Follow these steps to install the study package and all its dependencies:
Even though renv
tries to make sure all the versions specified in the lock file are loaded in the library, for many reasons it may be that the wrong versions are loaded at runtime. One scenario where this has happened is when the user forgets to run renv
before running the study package. To make absolutely sure the right versions are executed, it is recommended to add a function to the study package that checks all dependency versions, and execute that function as a first step in the study’s main function. Below is an example function. Note that this function depends on RJSONIO
and dplyr
, so make sure these are in your lock file as well.
verifyDependencies <- function() {
expected <- RJSONIO::fromJSON("renv.lock")
expected <- dplyr::bind_rows(expected[[2]])
basePackages <- rownames(installed.packages(priority = "base"))
expected <- expected[!expected$Package %in% basePackages, ]
observedVersions <- sapply(sapply(expected$Package, packageVersion), paste, collapse = ".")
expectedVersions <- sapply(sapply(expected$Version, numeric_version), paste, collapse = ".")
mismatchIdx <- which(observedVersions != expectedVersions)
if (length(mismatchIdx) > 0) {
lines <- sapply(mismatchIdx, function(idx) sprintf("- Package %s version %s should be %s",
expected$Package[idx],
observedVersions[idx],
expectedVersions[idx]))
message <- paste(c("Mismatch between required and installed package versions. Did you forget to run renv::restore()?",
lines),
collapse = "\n")
stop(message)
}
}
Once this function has been added to the study package it is recommended to add a call to this function to your study’s main function like this.
Once you’re done creating a lock file, and writing the instructions for how people can install your study package including its dependencies, make sure to test the instructions. Since renv
isolates the study project, you can even do this using the same machine used to create the package and lock file (just in a different folder).
If you wish to update a dependency in the lock file (like your study package), there are two options, depending on whether the version number of the package has increased:
If the version number has increased (for example the version number of your study package increased because you changed it in the DESCRIPTION file), you can simply update the version number in the lock file. See details on the lock file earlier in the document. Then, to update the package library in your R project, you can call
renv::restore(packages = c("myPackage"))
Where ‘myPackage’ is the package you’re updating.

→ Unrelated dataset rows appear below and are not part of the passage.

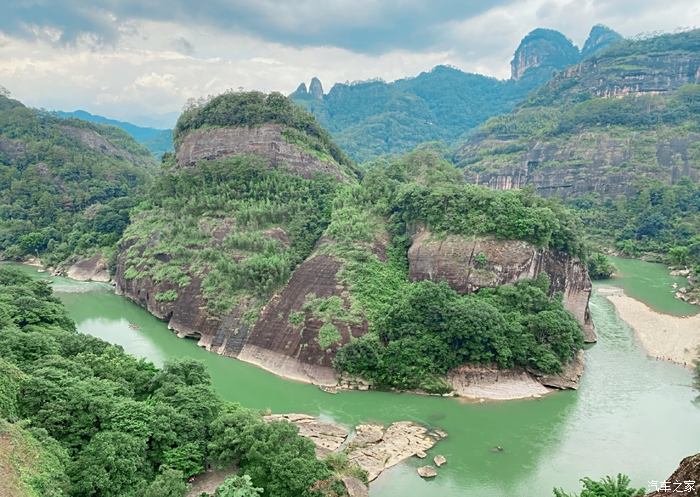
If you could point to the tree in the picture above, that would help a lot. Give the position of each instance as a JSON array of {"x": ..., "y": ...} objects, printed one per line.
[
  {"x": 606, "y": 487},
  {"x": 599, "y": 267},
  {"x": 168, "y": 483},
  {"x": 110, "y": 465},
  {"x": 238, "y": 486}
]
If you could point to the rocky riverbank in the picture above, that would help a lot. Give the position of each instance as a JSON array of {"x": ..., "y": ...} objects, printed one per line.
[
  {"x": 373, "y": 447},
  {"x": 662, "y": 336}
]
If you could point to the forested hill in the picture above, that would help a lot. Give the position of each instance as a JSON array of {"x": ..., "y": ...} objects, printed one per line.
[
  {"x": 65, "y": 185},
  {"x": 158, "y": 141},
  {"x": 372, "y": 118},
  {"x": 618, "y": 135}
]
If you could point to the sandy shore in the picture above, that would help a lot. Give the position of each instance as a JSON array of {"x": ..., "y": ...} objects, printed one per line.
[{"x": 663, "y": 336}]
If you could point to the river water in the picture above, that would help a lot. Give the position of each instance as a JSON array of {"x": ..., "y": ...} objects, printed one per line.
[{"x": 632, "y": 414}]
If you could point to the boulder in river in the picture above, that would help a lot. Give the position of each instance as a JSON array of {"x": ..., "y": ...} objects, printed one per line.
[
  {"x": 355, "y": 487},
  {"x": 373, "y": 448},
  {"x": 427, "y": 472}
]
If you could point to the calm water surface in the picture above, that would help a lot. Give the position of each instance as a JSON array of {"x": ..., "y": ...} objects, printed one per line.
[{"x": 632, "y": 414}]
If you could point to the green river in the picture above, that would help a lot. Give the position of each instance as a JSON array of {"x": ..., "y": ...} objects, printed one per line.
[{"x": 632, "y": 414}]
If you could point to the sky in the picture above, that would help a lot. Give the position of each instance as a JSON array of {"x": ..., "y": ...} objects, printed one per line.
[{"x": 141, "y": 60}]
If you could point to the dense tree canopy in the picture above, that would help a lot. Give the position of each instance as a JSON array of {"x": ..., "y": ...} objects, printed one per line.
[
  {"x": 111, "y": 425},
  {"x": 66, "y": 186}
]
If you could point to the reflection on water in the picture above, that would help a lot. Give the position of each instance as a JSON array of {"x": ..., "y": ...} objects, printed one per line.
[{"x": 631, "y": 414}]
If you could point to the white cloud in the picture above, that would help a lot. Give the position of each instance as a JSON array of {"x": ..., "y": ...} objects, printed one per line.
[{"x": 154, "y": 67}]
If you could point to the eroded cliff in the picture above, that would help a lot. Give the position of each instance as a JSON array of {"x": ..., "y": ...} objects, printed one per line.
[{"x": 468, "y": 264}]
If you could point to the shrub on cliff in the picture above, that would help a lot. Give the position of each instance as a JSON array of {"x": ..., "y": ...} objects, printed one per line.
[
  {"x": 255, "y": 109},
  {"x": 430, "y": 329},
  {"x": 105, "y": 423},
  {"x": 606, "y": 487},
  {"x": 599, "y": 267}
]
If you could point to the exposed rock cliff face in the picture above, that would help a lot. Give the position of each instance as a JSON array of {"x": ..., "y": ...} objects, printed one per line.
[
  {"x": 566, "y": 151},
  {"x": 543, "y": 48},
  {"x": 316, "y": 88},
  {"x": 294, "y": 350},
  {"x": 89, "y": 269},
  {"x": 688, "y": 471},
  {"x": 588, "y": 162},
  {"x": 598, "y": 39},
  {"x": 454, "y": 260},
  {"x": 266, "y": 141}
]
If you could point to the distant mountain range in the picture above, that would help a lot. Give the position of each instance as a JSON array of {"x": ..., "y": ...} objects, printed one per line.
[
  {"x": 372, "y": 118},
  {"x": 157, "y": 141}
]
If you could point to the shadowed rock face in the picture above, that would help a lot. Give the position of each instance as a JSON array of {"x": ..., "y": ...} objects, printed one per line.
[
  {"x": 688, "y": 471},
  {"x": 293, "y": 350},
  {"x": 89, "y": 269},
  {"x": 453, "y": 259},
  {"x": 589, "y": 162},
  {"x": 543, "y": 48},
  {"x": 266, "y": 141}
]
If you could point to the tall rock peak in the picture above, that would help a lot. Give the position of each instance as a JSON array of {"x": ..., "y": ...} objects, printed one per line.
[
  {"x": 599, "y": 38},
  {"x": 316, "y": 88},
  {"x": 543, "y": 48}
]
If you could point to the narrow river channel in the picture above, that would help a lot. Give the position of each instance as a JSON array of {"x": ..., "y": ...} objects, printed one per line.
[{"x": 632, "y": 414}]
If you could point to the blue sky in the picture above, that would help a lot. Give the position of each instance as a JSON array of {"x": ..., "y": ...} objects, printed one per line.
[{"x": 140, "y": 60}]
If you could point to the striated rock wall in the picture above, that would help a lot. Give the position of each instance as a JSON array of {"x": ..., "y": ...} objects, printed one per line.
[
  {"x": 588, "y": 162},
  {"x": 266, "y": 141},
  {"x": 89, "y": 269},
  {"x": 452, "y": 259}
]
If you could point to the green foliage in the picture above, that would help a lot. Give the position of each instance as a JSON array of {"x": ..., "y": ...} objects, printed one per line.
[
  {"x": 168, "y": 483},
  {"x": 235, "y": 224},
  {"x": 473, "y": 210},
  {"x": 254, "y": 109},
  {"x": 107, "y": 424},
  {"x": 599, "y": 267},
  {"x": 658, "y": 219},
  {"x": 272, "y": 454},
  {"x": 238, "y": 486},
  {"x": 167, "y": 296},
  {"x": 374, "y": 118},
  {"x": 430, "y": 329},
  {"x": 328, "y": 335},
  {"x": 606, "y": 487},
  {"x": 33, "y": 464},
  {"x": 66, "y": 186}
]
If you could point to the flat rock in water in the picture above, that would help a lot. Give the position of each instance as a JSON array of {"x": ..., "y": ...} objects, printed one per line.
[
  {"x": 427, "y": 472},
  {"x": 374, "y": 448},
  {"x": 327, "y": 436},
  {"x": 355, "y": 487}
]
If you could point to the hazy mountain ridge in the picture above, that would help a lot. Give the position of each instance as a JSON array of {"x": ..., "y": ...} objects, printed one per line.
[
  {"x": 158, "y": 141},
  {"x": 372, "y": 118}
]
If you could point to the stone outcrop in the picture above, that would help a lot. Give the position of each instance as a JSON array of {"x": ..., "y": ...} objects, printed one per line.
[
  {"x": 543, "y": 48},
  {"x": 688, "y": 471},
  {"x": 316, "y": 88},
  {"x": 266, "y": 141},
  {"x": 95, "y": 141},
  {"x": 355, "y": 487},
  {"x": 427, "y": 472},
  {"x": 372, "y": 447},
  {"x": 589, "y": 162},
  {"x": 599, "y": 39},
  {"x": 454, "y": 259},
  {"x": 89, "y": 269},
  {"x": 490, "y": 382},
  {"x": 327, "y": 437},
  {"x": 293, "y": 350}
]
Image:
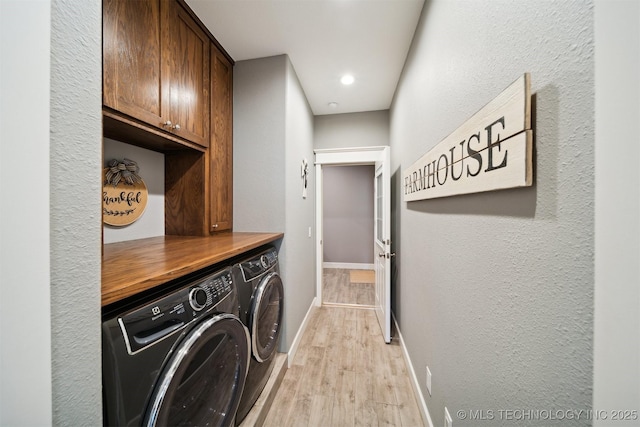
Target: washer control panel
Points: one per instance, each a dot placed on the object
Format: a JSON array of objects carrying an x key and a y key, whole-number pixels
[
  {"x": 157, "y": 320},
  {"x": 210, "y": 291}
]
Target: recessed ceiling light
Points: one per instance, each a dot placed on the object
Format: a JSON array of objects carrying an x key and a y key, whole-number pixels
[{"x": 347, "y": 79}]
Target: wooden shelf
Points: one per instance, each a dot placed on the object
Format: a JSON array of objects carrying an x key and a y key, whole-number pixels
[{"x": 129, "y": 268}]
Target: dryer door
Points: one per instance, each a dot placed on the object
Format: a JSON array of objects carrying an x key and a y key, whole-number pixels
[
  {"x": 203, "y": 380},
  {"x": 266, "y": 316}
]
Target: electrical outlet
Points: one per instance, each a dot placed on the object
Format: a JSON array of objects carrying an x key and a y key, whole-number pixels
[{"x": 448, "y": 422}]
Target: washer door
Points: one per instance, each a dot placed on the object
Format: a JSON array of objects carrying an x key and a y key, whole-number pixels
[
  {"x": 266, "y": 316},
  {"x": 203, "y": 381}
]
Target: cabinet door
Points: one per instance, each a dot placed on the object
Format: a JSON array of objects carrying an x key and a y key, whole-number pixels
[
  {"x": 131, "y": 59},
  {"x": 221, "y": 150},
  {"x": 185, "y": 74}
]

If the package has changed, but the version number hasn’t (for example because you just made a minor change to your study package) you should be aware that renv
maintains a package cache. That means that, even if you were to delete the entire project library, renv
would still install the old version of the package from the cache, rather than installing it from its source.
To completely purge a package from the renv
cache, and install it again, make sure to restart R (so the package isn’t locked), and use:
# Remove the package from the library:
remove.packages("myPackage")
# Purge the package from the renv cache:
renv::purge("myPackage")
# Restore the new version of the package from its source:
renv::restore(packages = c("myPackage"))
Where ‘myPackage’ is the package you’re updating.